Mashpee Wampanoag Tribal President, Tribal Historian, and writer leader

Personal details
- Born: April 14, 1940 (age 86) Honolulu, Hawaii, United States
- Relations: Mabel Pocknett Avant (Grandmother)
- Education: University of Massachusetts Boston, B.A in human services 1993 Cambridge College, master's degree in education, 1995
- Known for: Author of People of the First Light; Director of Indian Education in the Mashpee Public Schools, columnist for the Mashpee Enterprise

= Joan Tavares Avant =

Mashpee Wampanoag tribal leader, historian and writer

Joan Tavares Avant (born April 14, 1940), also known as Granny Squannit, is an educator, Mashpee Wampanoag tribal leader, historian, and writer living in Mashpee, Massachusetts. Avant served as the Mashpee Public School Director of Indian Education and was a founding Trustee of the Wôpanâak language immersion program. As a tribal leader, Avant has served as Tribal President, Tribal Housing Commissioner, Clan Mother, and Professional Tribal Elder. Her writer's credits include a long-running column in the Mashpee Enterprise, editing the National League of American Pen Women's newsletter, and People of the First Light (2010).

== Biography ==
Joan Tavares Avant is the granddaughter of respected Mashpee leader Mabel Pocknett Avant (Nokomis). Avant has served three terms as Tribal President, four terms as Tribal Historian, and was the Director of Indian Education in the Mashpee Public School System for 26 years where she developed a Wampanoag curriculum along with teaching and promoting history and cultural awareness to Native parents, students and non-Natives. She has worked with Wampanoag families for over 30 years regarding social issues and has served in the court as a Professional Tribal Elder for family in crises (IQUA). In that latter capacity, she worked to provide guidance and promote cultural awareness to local Wampanoag students and teachers, as well as to provide school day care and tutoring services. She worked with Native and non-Native educators to create a curriculum that highlighted local Wampanoag elders, culture, history, legends, and values.

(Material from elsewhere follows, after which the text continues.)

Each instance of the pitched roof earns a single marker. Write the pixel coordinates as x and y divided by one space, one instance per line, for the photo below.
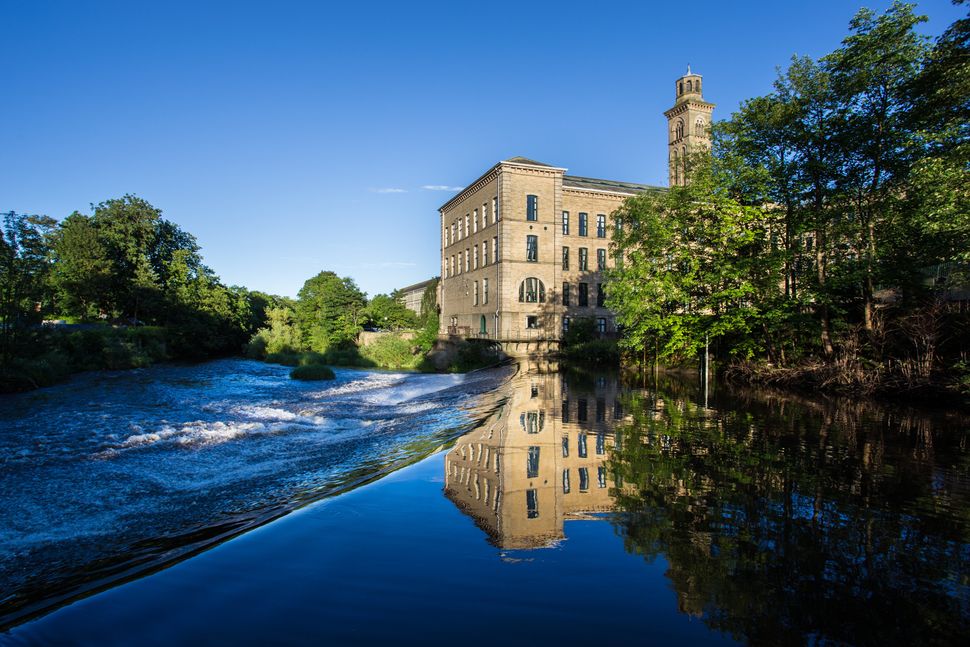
613 186
526 160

In 1993, the Falmouth Affirmative Action Committee recognized Avant for her work with education. In November 2012 she was featured in the CBS News segment Wampanoag: Reviving the language discussing the Wampanoag Language Reclamation Project. Avant remains actively involved in the Mashpee community as a Clan Mother, Commissioner for the Tribal Housing Commission, and member of the Mashpee Historical Commission. She also serves on the Mittark Committee, which publishes Nashauonk Mittark, the monthly Mashpee Wampanoag newsletter.

Avant is mother to four children, grandmother to five grandchildren, great-grandmother to 3 great-grandchildren, and has two unadopted adult children, all which she loves dearly. She is also one of seven clan mothers, the Deer clan mother of her tribe.

== Education ==
Avant received a Bachelor of Arts in human services in 1993 at the age of 53 from the University of Massachusetts Boston, and a master's degree in education at Cambridge College in 1995. She is currently working on a doctoral degree in Education at the University of Massachusetts Amherst.

== Publications ==
Avant has had a long career as a columnist for the Mashpee Enterprise, in which she currently writes a column titled "Tales From Granny Squannit," and has also written for the Cape Cod Times. Two of her articles, Now, and Always, Wampanaog and With Intent to Civilize, have been featured in the Cultural Survival quarterly magazine. She is also an editor of the National League of American Pen Women’s newsletter.

She has also self-published two books: Wampanoag cooking: A prelude to the soon-to-be-published book Wampanoag foods & legends (1993) and People of the First Light (2010). The latter is a compilation of personal memoirs, Wampanoag history, and recipes, focusing on Avant's own experiences in the Mashpee Community.

== The Tale of Granny Squannit ==
Granny Squannit is one of the oldest Wampanoag legends. An old medicine woman with long black hair covering the single eye in her forehead, she snatches away children who misbehave, taking them away in her canoe to her cave in Cummaquid to scare them into being good. However, Granny Squannit also has a benevolent side, giving presents to good children and guiding sailors who leave her gifts. Every Halloween, Avant dresses up as Granny and greets (often scaring them in the process) Mashpee children as they walk through the woods.

After playing Granny Squannit for adults, children and organizations and keeping her alive through writings for 20 years, Avant was given "Granny Squannit" as her native name from their tribal medicine man. She continues to write articles on Granny Squannit, even having her own column titled "Tales from Granny Squannit" in the Mashpee Enterprise in recent years. She also has a black and white tattoo of Granny Squannit on her right arm.

== Today ==
Joan writes, "I am honored to serve as a founding trustee for the WLRP project to open a K-3 immersion charter school in the fall of 2015. It has been my forever passion to not only preserve the culture but to assist making wise pedagogic decisions for our children and families in their own public recognized tribal school".